2026-01-23 03:59:23,Remove duplicate part /var/lib/clickhouse/disks/disk5/store/ab0/ab067610-de3a-41bf-a1ac-1afe6f249236/20260123_0_80494_8/,Error,
ThreadPool,856,"src/Storages/MergeTree/MergeTreeData.cpp; ...",1816
2026-01-23 03:59:23,Removing temporary directory /var/lib/clickhouse/disks/disk5/store/ab0/ab067610-de3a-41bf-a1ac-1afe6f249236/delete_tmp_20260123
_0_80494_8/,Warning,BgSchPool,609,"src/Storages/MergeTree/MergeTreeData.cpp; size_t DB::MergeTreeData::clearOldTemporaryDirectories(const String &,
size_t, const NameSet &)",2841
2026-01-23 03:59:23,"Cannot quickly remove directory
/var/lib/clickhouse/disks/disk5/store/ab0/ab067610-de3a-41bf-a1ac-1afe6f249236/delete_tmp_20260123_0_80494_8 by removing files; fallback to
recursive removal. Reason: Code: 458. DB::ErrnoException: Cannot unlink file .../delete_tmp_20260123_0_80494_8/data.bin: , errno: 2, strerror: No
such file or directory. (CANNOT_UNLINK)",Error,ThreadPool,856,"src/Storages/MergeTree/DataPartStorageOnDiskBase.cpp; void
DB::DataPartStorageOnDiskBase::clearDirectory(...)",907
2026-01-23 03:59:28,"Loading of outdated parts failed. Will terminate to avoid undefined behaviour due to inconsistent set of parts. Exception:
std::exception.

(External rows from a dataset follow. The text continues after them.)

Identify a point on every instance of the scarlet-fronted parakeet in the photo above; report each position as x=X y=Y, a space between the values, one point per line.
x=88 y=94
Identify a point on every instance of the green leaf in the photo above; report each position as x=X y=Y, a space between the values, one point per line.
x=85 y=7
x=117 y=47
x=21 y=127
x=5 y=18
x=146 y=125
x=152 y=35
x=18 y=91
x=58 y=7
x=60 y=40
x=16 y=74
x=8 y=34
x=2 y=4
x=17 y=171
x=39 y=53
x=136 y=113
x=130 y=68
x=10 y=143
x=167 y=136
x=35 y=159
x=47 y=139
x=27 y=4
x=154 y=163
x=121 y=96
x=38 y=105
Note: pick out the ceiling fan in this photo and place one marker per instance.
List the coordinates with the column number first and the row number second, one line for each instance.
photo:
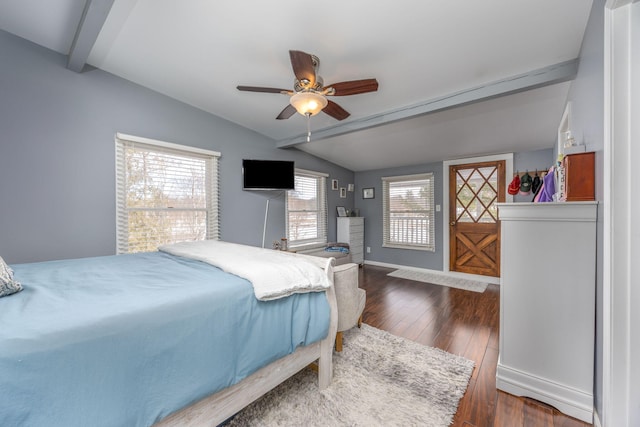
column 309, row 95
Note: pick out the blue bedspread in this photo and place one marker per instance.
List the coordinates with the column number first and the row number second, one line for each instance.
column 125, row 340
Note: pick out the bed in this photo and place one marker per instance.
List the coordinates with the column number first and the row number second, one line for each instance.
column 157, row 338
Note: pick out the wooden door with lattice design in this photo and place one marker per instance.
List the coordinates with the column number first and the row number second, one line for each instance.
column 474, row 229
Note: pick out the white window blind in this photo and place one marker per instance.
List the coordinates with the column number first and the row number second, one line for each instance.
column 166, row 193
column 408, row 212
column 306, row 218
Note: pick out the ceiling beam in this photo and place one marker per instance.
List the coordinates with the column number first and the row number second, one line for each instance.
column 93, row 17
column 549, row 75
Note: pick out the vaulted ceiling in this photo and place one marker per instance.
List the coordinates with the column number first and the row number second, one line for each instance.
column 455, row 79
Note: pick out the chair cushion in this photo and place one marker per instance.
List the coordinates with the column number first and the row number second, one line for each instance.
column 350, row 298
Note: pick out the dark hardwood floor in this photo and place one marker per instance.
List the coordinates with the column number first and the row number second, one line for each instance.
column 460, row 322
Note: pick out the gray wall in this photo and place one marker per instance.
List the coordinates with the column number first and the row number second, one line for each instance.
column 587, row 98
column 57, row 157
column 371, row 209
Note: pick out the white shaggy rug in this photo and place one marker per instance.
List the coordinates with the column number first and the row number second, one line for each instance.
column 379, row 380
column 440, row 279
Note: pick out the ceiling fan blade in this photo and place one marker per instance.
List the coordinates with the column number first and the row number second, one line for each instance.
column 263, row 89
column 335, row 111
column 354, row 87
column 288, row 111
column 303, row 68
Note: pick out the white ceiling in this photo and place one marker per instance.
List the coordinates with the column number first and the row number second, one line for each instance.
column 198, row 51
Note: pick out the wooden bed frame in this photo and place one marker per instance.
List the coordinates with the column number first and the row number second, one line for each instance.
column 218, row 407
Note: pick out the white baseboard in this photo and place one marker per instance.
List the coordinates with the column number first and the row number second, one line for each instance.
column 454, row 274
column 566, row 399
column 596, row 419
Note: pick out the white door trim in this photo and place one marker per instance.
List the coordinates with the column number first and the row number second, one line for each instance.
column 508, row 158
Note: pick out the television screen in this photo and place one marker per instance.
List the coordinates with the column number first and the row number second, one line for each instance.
column 267, row 175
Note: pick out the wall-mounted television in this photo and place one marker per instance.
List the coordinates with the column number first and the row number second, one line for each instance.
column 268, row 175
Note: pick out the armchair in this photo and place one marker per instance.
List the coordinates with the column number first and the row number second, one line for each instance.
column 350, row 298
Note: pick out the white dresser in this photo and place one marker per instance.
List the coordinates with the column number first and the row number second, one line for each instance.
column 351, row 231
column 547, row 303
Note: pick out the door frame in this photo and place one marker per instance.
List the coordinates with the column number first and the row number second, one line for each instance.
column 508, row 161
column 621, row 347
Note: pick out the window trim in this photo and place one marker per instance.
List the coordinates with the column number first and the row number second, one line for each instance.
column 212, row 185
column 322, row 209
column 386, row 181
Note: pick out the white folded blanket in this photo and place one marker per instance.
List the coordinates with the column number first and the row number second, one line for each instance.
column 273, row 274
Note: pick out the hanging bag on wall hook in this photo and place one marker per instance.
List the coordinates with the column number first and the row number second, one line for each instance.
column 514, row 186
column 535, row 184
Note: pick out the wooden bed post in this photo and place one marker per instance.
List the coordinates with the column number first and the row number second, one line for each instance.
column 325, row 363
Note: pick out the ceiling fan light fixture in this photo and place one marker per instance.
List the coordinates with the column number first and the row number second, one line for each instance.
column 308, row 103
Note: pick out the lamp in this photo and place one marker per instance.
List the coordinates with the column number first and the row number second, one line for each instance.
column 308, row 103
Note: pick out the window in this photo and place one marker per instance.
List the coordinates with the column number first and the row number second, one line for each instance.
column 306, row 216
column 165, row 193
column 408, row 212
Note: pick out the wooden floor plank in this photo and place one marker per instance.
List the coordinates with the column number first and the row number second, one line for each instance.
column 461, row 322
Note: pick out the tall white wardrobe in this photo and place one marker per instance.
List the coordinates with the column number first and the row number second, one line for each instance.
column 547, row 303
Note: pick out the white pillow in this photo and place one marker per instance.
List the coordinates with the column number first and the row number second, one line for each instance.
column 8, row 286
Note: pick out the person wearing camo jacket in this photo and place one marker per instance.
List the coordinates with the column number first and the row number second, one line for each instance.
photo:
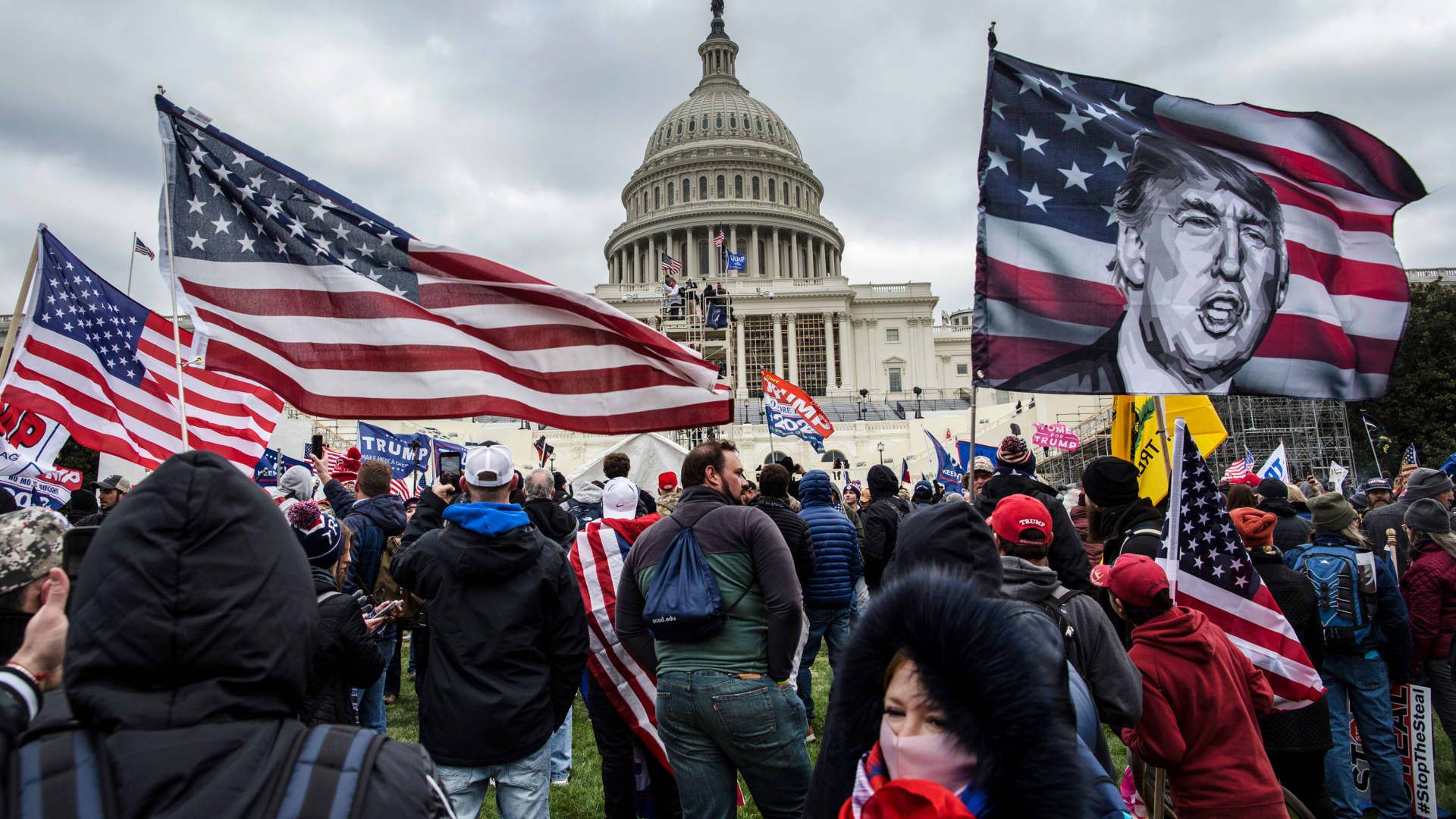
column 30, row 550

Code: 1001, type: std::__1::filesystem::filesystem_error, e.what() = filesystem error: in remove_all: No such file or directory
["".../delete_tmp_20260123_0_80494_8/""]",Error,BgSchPool,607,"src/Storages/MergeTree/MergeTreeData.cpp; void
DB::MergeTreeData::loadOutdatedDataParts(bool)",2517
2026-01-23 03:59:28,"(version 25.6.13.41 (official build)) (from thread 607) Terminate called for uncaught
exception:",Fatal,clickhouse-serv,107,"src/Common/SignalHandlers.cpp; void SignalListener::onTerminate(std::string_view, UInt32) const",393
2026-01-23 03:59:28,"(version 25.6.13.41 (official build)) (from thread 607) (query_id: BgSchPool::...) Received signal Aborted
(6)",Fatal,clickhouse-serv,885,"src/Common/SignalHandlers.cpp; void SignalListener::onFault(...)",500
0. std::system_error::system_error(std::error_code, String const&) @ 0x000000001b6225f7
1. std::filesystem::filesystem_error::filesystem_error[abi:ne190107](...) @ 0x000000000fce501f
2. void std::filesystem::__throw_filesystem_error[abi:ne190107](...) @ 0x000000001b5da18d
3. std::filesystem::detail::ErrorHandler<unsigned long>::report(...) @ 0x000000001b5de8e9
4. DB::DiskLocal::removeRecursive(String const&) @ 0x000000001333cfc4
5. DB::DataPartStorageOnDiskBase::clearDirectory(...) @ 0x0000000014db57d1
6. DB::DataPartStorageOnDiskBase::remove(...) @ 0x0000000014db0705
7. DB::IMergeTreeDataPart::remove() @ 0x0000000014dcee4f
8. DB::MergeTreeData::loadOutdatedDataParts(bool)::$_0 @ 0x0000000014f815fc
9. DB::ThreadPoolCallbackRunnerLocal<...>::executeCallback(...) @ 0x00000000113e50f1
10. DB::ThreadPoolCallbackRunnerLocal<...>::operator()(...)::lambda @ 0x00000000113e4edf
11. ThreadPoolImpl<...>::ThreadFromThreadPool::worker() @ 0x000000000fd6f52b
2. ? @ 0x00000000000969fd
3. ? @ 0x0000000000042476
4. ? @ 0x00000000000287f3
5. terminate_handler() @ 0x0000000010012796
6. std::__terminate(void (*)()) @ 0x000000001b644203
7. std::terminate() @ 0x000000001b6441ef
8. DB::MergeTreeData::loadOutdatedDataParts(bool) @ 0x0000000014ed9582
9. DB::BackgroundSchedulePool::threadFunction() @ 0x0000000012cf483e
10. BackgroundSchedulePool::$_1::lambda @ 0x0000000012cf61e2
11. ThreadPoolImpl<std::thread>::ThreadFromThreadPool::worker() @ 0x000000000fd6c752
Additional context
The race was introduced in #42181 when loadOutdatedDataParts became asynchronous, enabling concurrent execution with clearOldTemporaryDirectories in the attach thread (targeting delete_tmp_* since #37906).